Why microservices need to fail-fast instead of fail-slow
When error occurs whether or not it is an exception or a validation error, the service
should stop processing and return that error status to the consumer. This will reserve
the processing power for the server.
Another reason that we don’t output too much info in the response is security concerns. If
an hacker tries to explore your service, he/she will construct invalid requests and see what
the response error is. If there are too much information in the response, it can dramatically
simplify the process. For normal consumer developers, they have the centralized logging to
help them to identify what is really happened when a simple error code is thrown.
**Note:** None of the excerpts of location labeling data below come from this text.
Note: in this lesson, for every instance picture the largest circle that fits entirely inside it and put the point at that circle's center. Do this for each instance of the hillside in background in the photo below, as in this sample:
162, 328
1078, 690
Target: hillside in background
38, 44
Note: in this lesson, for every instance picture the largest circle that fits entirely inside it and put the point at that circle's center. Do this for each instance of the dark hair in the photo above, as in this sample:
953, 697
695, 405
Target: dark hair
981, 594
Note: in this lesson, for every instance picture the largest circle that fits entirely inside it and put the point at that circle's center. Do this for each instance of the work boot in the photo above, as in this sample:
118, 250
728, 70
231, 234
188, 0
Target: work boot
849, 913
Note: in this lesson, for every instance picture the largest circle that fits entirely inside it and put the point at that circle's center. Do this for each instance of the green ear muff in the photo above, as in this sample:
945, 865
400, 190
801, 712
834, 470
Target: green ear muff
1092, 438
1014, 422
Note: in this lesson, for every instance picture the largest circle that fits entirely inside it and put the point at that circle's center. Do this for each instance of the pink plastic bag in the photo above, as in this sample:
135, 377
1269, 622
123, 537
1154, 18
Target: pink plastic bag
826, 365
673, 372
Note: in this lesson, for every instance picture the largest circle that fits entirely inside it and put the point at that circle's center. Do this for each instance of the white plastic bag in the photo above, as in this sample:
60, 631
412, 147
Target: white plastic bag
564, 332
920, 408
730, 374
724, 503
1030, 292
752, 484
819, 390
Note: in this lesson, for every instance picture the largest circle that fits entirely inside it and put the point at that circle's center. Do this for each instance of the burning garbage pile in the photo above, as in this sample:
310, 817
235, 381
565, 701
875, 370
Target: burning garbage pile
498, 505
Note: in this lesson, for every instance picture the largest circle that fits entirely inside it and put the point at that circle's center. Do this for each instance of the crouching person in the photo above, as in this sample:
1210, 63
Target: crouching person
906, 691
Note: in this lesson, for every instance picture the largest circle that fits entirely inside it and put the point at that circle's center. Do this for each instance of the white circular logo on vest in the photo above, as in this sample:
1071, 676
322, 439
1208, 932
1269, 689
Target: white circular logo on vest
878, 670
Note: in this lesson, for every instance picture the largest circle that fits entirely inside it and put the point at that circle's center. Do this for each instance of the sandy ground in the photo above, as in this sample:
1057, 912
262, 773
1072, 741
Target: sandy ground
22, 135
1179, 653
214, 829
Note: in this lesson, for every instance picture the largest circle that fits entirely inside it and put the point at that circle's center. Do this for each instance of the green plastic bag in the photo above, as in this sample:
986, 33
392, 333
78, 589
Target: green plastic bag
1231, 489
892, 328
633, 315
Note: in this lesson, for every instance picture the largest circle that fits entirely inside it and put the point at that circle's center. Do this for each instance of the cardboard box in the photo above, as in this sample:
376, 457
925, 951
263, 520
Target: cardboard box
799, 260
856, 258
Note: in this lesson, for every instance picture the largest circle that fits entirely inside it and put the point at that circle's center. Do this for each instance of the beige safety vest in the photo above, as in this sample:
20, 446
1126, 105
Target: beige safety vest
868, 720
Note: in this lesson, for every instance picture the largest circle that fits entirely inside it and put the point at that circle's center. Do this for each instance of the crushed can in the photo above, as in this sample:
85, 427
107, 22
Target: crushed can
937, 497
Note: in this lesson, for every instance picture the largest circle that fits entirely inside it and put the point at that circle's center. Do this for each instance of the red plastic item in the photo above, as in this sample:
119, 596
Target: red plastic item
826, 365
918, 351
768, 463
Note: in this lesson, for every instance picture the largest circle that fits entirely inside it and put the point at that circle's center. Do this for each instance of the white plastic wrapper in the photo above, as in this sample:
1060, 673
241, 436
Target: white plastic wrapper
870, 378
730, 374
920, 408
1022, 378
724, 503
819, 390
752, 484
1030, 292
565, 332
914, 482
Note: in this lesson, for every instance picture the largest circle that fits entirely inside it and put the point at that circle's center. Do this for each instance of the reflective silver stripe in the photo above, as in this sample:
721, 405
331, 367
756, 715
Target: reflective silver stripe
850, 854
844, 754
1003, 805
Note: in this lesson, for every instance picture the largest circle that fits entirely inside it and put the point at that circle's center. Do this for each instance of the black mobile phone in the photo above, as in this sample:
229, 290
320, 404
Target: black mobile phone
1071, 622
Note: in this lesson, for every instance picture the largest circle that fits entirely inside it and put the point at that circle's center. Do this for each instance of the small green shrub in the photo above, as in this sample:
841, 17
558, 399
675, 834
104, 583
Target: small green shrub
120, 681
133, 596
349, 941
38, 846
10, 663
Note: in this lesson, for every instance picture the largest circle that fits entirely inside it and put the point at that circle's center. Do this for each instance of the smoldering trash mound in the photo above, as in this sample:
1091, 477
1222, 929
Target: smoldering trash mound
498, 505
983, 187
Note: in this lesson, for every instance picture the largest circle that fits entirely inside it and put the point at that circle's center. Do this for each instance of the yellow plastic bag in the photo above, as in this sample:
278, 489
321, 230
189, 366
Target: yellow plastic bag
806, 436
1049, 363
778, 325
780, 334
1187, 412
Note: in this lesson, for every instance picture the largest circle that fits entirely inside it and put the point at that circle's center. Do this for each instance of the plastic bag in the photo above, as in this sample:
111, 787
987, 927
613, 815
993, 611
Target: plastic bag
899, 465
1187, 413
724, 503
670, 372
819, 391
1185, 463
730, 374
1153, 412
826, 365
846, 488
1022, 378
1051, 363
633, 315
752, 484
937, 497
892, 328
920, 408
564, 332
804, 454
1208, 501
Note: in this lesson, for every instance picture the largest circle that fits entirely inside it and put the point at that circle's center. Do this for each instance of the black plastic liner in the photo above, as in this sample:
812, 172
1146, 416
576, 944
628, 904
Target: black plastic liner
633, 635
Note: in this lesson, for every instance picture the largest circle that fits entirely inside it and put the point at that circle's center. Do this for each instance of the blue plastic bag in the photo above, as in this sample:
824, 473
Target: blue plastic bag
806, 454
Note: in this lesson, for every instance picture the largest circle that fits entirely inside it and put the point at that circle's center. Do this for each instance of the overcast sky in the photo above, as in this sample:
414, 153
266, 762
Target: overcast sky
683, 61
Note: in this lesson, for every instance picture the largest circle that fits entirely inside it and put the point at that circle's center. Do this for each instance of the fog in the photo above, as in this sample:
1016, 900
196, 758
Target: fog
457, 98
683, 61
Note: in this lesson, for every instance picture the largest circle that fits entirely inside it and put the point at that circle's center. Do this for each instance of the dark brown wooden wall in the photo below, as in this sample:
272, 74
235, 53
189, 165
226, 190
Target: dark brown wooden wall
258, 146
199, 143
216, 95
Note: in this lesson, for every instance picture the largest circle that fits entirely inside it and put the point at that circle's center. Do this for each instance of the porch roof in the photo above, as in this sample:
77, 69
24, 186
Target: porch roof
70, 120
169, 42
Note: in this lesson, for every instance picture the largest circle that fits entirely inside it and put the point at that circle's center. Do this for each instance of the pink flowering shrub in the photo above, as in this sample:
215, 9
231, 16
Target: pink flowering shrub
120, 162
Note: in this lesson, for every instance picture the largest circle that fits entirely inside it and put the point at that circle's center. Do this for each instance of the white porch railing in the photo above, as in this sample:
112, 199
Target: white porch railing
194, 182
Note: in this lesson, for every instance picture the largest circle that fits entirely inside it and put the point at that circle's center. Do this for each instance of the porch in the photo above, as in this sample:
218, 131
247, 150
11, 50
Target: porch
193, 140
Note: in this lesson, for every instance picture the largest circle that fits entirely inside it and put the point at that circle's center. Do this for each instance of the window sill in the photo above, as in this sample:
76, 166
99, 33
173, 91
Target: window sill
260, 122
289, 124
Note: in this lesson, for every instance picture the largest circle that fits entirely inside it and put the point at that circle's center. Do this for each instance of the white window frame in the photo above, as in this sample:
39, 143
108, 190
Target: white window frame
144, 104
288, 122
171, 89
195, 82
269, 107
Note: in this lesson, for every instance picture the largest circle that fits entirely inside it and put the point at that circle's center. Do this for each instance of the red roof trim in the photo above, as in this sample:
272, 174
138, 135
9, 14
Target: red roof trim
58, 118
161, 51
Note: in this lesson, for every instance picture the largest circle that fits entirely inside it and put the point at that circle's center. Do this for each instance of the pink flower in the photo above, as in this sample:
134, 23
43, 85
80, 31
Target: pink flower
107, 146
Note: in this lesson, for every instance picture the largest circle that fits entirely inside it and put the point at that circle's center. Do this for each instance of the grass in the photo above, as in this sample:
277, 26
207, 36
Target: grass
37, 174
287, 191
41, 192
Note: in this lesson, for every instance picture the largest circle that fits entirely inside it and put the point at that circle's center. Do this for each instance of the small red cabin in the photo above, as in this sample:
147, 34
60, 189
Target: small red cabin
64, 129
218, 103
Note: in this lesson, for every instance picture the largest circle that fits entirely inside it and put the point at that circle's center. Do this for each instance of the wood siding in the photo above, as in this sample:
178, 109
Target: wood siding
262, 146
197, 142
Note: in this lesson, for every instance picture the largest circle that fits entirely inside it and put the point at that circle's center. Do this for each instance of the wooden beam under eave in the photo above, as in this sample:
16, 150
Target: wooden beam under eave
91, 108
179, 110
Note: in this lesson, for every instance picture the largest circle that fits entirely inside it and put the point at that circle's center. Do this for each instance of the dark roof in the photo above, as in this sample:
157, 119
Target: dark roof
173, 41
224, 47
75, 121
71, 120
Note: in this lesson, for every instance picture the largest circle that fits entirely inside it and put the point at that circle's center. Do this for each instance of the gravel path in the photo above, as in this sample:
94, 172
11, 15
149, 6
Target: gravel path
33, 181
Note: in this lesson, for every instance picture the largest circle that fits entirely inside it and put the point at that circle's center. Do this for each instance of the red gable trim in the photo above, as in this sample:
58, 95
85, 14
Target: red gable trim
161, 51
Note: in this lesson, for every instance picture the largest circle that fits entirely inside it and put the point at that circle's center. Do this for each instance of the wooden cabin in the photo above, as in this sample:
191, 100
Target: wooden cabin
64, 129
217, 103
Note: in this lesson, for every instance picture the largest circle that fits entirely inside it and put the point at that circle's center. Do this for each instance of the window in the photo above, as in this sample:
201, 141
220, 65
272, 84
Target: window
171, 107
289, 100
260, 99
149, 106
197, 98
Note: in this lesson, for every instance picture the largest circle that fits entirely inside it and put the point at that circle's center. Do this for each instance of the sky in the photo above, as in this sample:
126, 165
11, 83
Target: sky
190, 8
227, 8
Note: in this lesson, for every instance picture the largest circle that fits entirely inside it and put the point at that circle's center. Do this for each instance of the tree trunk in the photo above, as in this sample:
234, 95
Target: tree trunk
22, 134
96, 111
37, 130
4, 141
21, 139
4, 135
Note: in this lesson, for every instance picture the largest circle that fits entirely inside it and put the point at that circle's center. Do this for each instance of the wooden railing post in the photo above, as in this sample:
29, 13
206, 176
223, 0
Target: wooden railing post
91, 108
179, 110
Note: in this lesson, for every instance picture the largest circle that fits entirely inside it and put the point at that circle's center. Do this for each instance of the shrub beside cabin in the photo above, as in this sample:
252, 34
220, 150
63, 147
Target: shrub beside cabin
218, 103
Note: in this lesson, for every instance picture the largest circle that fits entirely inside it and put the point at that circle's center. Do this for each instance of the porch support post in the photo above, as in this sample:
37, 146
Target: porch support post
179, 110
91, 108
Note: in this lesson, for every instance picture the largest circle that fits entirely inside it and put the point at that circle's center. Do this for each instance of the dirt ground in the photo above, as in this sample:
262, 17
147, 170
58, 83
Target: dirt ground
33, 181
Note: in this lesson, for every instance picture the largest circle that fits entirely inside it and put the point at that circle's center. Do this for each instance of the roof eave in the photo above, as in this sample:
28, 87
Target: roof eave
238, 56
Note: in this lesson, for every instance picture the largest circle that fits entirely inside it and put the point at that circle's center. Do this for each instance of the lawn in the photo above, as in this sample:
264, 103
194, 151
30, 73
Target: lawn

The more time for the service to process additional step after an exception, the slower the
response will be. Normally, the processing on the exception branches will be significantly
slower then the happy path. This will cause the consumer to be waiting and the consumer of
the consumer to wait. In Java EE technology stack, it will cause the thread pool of the consumer
to be run out easily and the server is no response for new request. The same failure will
quickly propagate to the consumer of the consumer quickly and eventually brought donw the
entire system. That is why it is highly recommended to implement circuit breaker and bull head.
Why designers keep using fail-slow
There are several wrong assumptions in designer’s mind when they decide to use fail-slow.
The service will be called by UI
Most services in microservices architecture would be consumed by other services or web server
/service aggregator. For these type of consumers, it wants fast-fail and the response should be
as simple as possible.
User need to have all the errors in one shot
Most arguments regarding to the fail-slow design is trying to give user all the validation errors
so that users can fix all of them and resubmit. This actually come from the old world of server
side rendering which is based on JSP or Servlet. The response time is miserable on these systems
and designers have to save every round trip to the server in order to improve user experience and
reduce the load to the server as Java EE is blocking and throughput is constrained by the number
of threads. With this mentality, the response is getting bigger and bigger and the response time
is getting slower and slower.
When an organization is adopting microservices architecture, chances are they will build their
UI with mobile native app or single page app (Angular/React) to talk to the services built. In
this type of design, the communication between client and server is based on a small JSON object
or even an ProtoBuf binary and the response time usually within 10 milliseconds. The entire
validation design is changed from validate when submitting to validate when typing. Take look
at the Google.com when searching, every character you type, there is a request and response
between your browser and google.com server. This goes to extreme as Google has the power and
resource to do that. However, for most microserivces based solution, validate when user move the
cursor from one field to another field on a form is a piece of cake. Given here each field is
validated individually, the error message is small and with only one error at a time.
Given the drawbacks of the fail-slow and the suitable use cases are replaced by the SPA. There
is no need to design your server to be fail-slow. For microservices architecture, one of the
principles is fail-fast.